L’humain à la tâche dans ces lignes, quelle que soit la hauteur de ses pensées, le niveau plus ou moins ‘méta’ de ses analyses, s’empêtre dans ses contradictions, cultive contre vents et marées illusions et plans qu’il se plaira ensuite à contredire. Confusion, mais ouragans également. Elles font légion les émotions et tensions ravivées par l’écriture, remontées en surface à la force du poignet ou par la puissance d’un geyser insoupçonné.

Nous vivons des temps d’exception. A n’en pas douter, une fenêtre d’opportunité où exercer l’esprit. Mais ces matériaux sont radioactifs. Souffrance individuelle, souffrance sociale, se retrouvent finalement au centre ou en creux tant du dernier article que de ceux qui suivent, toujours en gestation. Leur font amplement écho les souffrances de celles et ceux qui me sont proches, les miennes également, finissant par se répondre l’une l’autre, sans fin. A ne plus pouvoir supporter un tel tintamarre.

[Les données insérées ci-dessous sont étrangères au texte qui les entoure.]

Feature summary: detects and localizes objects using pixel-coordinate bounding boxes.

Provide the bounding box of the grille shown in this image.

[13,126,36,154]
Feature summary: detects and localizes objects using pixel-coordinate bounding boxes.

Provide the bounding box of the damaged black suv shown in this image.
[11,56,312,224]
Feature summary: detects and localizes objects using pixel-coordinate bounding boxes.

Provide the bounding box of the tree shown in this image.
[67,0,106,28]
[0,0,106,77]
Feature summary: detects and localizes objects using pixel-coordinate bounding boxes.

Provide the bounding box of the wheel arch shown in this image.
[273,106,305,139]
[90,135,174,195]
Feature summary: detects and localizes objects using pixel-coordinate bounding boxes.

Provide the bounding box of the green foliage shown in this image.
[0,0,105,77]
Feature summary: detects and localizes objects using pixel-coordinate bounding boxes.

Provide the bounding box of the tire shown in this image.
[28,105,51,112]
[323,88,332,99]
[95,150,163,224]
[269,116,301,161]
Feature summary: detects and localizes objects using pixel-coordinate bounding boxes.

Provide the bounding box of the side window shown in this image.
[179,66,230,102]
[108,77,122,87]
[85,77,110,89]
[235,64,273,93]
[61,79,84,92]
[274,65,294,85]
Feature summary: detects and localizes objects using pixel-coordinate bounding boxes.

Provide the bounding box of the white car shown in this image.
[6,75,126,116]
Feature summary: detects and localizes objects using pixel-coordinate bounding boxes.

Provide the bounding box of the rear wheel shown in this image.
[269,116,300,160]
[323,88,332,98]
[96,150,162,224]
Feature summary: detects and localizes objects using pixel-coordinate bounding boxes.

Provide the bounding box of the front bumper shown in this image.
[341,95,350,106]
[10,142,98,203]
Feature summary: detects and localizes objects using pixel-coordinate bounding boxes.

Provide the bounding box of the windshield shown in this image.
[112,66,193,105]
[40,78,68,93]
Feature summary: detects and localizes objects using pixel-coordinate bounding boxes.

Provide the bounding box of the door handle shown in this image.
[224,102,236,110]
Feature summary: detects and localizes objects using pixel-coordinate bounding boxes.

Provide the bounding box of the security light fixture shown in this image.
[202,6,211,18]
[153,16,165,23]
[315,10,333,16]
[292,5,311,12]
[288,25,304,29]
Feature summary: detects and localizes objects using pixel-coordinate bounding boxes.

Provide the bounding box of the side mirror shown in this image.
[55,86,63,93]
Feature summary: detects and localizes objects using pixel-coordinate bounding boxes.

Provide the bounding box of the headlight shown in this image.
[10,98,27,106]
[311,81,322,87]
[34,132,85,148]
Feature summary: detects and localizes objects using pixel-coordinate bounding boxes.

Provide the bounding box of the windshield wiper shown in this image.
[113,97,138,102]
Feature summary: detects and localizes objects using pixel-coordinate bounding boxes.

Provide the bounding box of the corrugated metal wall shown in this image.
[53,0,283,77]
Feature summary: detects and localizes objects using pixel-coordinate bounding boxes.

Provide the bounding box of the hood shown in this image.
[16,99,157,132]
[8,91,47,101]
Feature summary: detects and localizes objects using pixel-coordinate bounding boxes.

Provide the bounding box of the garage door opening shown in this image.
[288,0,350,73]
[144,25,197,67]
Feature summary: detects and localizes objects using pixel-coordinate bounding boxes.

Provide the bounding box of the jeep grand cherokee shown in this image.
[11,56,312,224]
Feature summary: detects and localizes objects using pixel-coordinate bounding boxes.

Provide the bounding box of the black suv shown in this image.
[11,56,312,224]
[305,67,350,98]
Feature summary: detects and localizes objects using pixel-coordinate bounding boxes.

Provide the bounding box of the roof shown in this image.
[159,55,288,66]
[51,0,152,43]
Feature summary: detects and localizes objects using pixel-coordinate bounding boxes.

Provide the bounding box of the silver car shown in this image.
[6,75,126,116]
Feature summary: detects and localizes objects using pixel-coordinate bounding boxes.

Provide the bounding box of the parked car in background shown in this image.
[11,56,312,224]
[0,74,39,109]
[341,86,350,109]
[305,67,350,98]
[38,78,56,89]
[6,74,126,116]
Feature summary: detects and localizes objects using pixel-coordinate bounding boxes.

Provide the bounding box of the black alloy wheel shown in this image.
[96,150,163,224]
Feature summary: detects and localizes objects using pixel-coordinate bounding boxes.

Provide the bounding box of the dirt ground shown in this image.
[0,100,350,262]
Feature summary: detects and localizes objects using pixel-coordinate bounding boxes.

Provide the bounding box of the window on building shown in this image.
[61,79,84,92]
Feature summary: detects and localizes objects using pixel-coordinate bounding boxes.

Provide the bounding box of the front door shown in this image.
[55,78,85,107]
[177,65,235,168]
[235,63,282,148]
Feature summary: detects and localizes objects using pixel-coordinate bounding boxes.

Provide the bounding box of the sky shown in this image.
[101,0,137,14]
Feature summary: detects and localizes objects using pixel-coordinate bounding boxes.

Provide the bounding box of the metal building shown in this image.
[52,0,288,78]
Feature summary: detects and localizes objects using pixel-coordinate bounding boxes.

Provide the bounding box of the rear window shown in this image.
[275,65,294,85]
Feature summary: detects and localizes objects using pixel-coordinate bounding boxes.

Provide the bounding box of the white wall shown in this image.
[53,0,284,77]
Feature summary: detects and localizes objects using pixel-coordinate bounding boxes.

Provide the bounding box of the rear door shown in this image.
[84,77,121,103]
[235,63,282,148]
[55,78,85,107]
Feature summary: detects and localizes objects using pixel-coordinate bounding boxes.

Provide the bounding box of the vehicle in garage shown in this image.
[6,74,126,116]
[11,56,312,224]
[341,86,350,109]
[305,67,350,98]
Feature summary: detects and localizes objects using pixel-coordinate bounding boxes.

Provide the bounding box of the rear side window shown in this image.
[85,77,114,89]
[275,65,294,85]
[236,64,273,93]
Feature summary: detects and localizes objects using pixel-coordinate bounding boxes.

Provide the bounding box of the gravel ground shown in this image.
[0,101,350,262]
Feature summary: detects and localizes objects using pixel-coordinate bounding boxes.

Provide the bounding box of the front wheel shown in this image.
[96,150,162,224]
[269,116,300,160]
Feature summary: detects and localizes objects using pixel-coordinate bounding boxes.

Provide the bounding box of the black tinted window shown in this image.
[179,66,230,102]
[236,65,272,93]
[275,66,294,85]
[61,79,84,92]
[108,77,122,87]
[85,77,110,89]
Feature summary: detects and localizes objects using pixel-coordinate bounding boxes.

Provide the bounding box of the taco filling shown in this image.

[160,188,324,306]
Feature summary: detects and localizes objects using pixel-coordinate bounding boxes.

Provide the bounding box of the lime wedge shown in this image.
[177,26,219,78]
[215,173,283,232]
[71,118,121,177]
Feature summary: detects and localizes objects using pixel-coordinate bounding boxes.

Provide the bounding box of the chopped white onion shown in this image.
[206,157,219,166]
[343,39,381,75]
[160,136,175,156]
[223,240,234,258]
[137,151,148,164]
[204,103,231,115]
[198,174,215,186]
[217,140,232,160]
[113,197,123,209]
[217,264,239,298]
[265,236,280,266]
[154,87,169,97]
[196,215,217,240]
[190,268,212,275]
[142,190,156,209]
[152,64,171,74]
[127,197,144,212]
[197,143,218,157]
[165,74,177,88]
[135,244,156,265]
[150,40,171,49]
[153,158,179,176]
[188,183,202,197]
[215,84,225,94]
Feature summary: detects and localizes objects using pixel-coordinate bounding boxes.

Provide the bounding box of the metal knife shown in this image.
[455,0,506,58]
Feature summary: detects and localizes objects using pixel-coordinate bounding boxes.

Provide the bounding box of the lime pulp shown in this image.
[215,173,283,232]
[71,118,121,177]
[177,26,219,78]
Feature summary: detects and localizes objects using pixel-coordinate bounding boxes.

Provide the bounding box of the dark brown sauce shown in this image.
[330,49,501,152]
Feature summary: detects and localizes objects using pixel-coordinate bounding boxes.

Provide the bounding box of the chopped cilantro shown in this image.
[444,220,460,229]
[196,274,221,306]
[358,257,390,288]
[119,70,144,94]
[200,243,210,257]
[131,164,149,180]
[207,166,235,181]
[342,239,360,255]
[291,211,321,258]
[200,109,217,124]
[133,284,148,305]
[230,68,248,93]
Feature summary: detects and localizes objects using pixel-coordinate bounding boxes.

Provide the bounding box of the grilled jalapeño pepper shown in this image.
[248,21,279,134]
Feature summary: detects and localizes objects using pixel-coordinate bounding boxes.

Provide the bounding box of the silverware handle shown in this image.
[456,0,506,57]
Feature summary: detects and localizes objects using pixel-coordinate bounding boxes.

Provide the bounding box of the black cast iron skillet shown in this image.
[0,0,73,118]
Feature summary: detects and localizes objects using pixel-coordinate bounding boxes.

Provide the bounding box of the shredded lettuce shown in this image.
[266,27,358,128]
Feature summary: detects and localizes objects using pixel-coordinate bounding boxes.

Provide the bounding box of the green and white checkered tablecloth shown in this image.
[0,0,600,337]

Durant des semaines, rapidement devenues des mois, je me suis enfui, puis enfoui. Fuite sans exil, paisible, dans les subtiles arcanes du mur qui se construit ou les sentiers escarpés qui m’entourent, havres par bonheur toujours disponibles.

A six pieds sous terre, je dispose d’une grotte, de petite taille, utérine, dans laquelle j’entretiens un modeste feu, nourri à je ne sais quelle source secrète. Je l’avais délaissée depuis un bon moment. J’y suis revenu, sans enthousiasme mais avec reconnaissance, échappant de la sorte aux torrents de veulerie, de lâcheté, de compromission ,de paresse intellectuelle qui me semblaient avoir envahi le vivre ensemble.

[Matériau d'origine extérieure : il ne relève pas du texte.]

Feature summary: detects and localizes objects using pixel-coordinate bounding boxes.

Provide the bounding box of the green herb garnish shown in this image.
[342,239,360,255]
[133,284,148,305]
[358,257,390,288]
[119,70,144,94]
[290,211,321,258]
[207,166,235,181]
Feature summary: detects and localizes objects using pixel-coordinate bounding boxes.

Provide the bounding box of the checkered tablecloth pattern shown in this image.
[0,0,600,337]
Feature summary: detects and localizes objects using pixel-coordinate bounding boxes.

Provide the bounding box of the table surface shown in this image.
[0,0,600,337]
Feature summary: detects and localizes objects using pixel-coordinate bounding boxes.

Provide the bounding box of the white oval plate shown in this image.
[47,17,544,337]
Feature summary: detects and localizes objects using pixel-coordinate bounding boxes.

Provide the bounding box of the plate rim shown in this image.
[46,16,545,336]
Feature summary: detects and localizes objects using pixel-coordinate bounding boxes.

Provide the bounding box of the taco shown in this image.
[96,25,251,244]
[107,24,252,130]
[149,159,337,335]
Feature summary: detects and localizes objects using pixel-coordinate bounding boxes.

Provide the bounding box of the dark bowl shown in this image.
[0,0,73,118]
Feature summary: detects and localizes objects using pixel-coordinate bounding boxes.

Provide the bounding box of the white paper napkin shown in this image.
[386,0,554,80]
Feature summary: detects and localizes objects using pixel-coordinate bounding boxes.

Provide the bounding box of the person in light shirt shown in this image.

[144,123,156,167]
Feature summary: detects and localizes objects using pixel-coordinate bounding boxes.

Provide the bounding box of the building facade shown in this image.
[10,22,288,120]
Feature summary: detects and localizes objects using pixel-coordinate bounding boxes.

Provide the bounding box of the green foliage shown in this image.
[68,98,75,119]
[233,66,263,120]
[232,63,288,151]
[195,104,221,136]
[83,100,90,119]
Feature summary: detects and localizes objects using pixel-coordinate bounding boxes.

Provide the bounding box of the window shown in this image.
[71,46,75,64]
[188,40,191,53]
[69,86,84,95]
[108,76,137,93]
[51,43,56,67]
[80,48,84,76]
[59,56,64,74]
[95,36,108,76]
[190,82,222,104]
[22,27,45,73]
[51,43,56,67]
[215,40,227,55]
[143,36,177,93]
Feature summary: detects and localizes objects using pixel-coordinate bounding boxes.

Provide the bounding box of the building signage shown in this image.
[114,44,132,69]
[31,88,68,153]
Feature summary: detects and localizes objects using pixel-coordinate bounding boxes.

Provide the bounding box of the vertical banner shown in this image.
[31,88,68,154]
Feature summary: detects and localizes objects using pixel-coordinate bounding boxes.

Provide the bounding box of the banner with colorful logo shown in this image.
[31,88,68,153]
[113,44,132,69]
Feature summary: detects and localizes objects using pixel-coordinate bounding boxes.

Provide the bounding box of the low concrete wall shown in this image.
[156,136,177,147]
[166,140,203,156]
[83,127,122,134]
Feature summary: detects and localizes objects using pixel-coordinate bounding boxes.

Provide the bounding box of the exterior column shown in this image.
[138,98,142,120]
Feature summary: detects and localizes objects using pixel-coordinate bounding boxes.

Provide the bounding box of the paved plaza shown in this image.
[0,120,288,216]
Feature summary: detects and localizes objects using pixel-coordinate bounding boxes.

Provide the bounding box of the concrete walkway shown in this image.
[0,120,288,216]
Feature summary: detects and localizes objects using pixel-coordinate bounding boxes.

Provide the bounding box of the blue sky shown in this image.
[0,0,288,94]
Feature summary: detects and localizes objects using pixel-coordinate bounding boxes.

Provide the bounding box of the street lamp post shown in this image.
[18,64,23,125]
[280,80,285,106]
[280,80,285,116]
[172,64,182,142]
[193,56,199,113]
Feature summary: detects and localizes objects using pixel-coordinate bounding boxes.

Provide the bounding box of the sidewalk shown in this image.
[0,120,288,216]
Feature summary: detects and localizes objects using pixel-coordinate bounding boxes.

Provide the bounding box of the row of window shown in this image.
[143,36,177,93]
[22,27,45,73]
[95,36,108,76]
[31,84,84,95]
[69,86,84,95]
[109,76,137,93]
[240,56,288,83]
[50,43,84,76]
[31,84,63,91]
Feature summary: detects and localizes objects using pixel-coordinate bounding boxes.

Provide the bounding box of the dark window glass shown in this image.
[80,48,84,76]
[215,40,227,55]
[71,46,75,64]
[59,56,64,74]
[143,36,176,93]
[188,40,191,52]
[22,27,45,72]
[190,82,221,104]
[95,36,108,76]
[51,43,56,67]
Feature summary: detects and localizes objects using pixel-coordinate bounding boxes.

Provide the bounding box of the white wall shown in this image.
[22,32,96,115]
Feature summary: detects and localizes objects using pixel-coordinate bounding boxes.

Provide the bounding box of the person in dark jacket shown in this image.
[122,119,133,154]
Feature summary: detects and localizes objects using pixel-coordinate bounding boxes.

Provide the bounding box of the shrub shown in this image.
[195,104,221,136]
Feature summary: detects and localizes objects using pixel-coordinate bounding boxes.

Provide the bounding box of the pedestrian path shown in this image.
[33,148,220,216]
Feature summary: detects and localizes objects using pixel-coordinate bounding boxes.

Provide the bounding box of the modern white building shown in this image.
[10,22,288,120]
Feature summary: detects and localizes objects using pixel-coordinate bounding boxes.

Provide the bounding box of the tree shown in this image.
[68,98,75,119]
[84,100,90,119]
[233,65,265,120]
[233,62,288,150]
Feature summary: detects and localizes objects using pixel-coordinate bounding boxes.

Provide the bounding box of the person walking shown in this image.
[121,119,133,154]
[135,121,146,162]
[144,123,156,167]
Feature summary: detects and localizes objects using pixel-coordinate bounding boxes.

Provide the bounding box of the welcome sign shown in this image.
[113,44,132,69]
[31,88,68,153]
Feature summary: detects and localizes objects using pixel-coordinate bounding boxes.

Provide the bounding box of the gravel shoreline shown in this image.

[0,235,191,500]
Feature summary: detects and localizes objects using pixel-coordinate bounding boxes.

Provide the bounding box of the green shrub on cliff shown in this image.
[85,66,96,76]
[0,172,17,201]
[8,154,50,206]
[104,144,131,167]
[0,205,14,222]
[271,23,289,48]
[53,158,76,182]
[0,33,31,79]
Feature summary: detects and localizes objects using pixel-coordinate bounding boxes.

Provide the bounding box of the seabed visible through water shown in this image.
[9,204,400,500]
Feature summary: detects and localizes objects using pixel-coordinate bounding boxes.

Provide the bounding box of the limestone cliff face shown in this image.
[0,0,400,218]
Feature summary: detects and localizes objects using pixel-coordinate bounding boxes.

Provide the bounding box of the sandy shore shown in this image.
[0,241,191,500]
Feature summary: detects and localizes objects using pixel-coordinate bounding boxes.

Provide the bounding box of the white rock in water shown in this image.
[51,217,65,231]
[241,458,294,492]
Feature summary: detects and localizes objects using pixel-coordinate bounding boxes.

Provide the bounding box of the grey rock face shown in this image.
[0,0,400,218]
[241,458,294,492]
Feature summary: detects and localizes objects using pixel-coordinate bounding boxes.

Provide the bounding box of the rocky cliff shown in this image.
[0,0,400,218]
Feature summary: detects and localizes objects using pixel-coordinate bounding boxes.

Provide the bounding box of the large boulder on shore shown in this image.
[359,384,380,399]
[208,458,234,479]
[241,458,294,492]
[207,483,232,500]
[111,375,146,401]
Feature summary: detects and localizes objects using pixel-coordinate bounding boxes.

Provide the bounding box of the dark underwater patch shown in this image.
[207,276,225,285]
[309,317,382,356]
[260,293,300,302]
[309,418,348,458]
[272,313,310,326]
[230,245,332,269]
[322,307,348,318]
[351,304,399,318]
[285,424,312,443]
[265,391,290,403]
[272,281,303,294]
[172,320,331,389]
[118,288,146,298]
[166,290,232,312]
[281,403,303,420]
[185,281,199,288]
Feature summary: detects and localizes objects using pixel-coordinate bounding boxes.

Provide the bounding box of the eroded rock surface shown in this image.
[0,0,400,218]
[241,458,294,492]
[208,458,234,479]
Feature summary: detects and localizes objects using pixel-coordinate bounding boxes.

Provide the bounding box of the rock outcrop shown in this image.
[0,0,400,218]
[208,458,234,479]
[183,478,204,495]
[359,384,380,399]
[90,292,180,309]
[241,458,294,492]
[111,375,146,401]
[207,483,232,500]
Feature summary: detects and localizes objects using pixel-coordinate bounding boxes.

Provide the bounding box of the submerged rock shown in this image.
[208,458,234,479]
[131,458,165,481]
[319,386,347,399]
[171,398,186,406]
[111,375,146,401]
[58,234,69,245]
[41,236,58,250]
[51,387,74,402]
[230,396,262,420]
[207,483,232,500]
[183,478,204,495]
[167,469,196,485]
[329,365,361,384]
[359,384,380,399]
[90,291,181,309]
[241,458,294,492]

Aujourd’hui, sous les voûtes de granite de cette solide bâtisse, me voilà le crayon à la main. L’innocence de la pointe noire courant sur la feuille me dessine au visage un sourire. Je penche la tête, le regard horizontal, presque à hauteur de papier, l’observe. Elle file aisément, elle trace le chemin. Je reprends ce chemin, me rappelant que, si la souffrance parfois est présente à chaque pas, elle se surmonte en poussant en avant l’autre jambe.

A bientôt.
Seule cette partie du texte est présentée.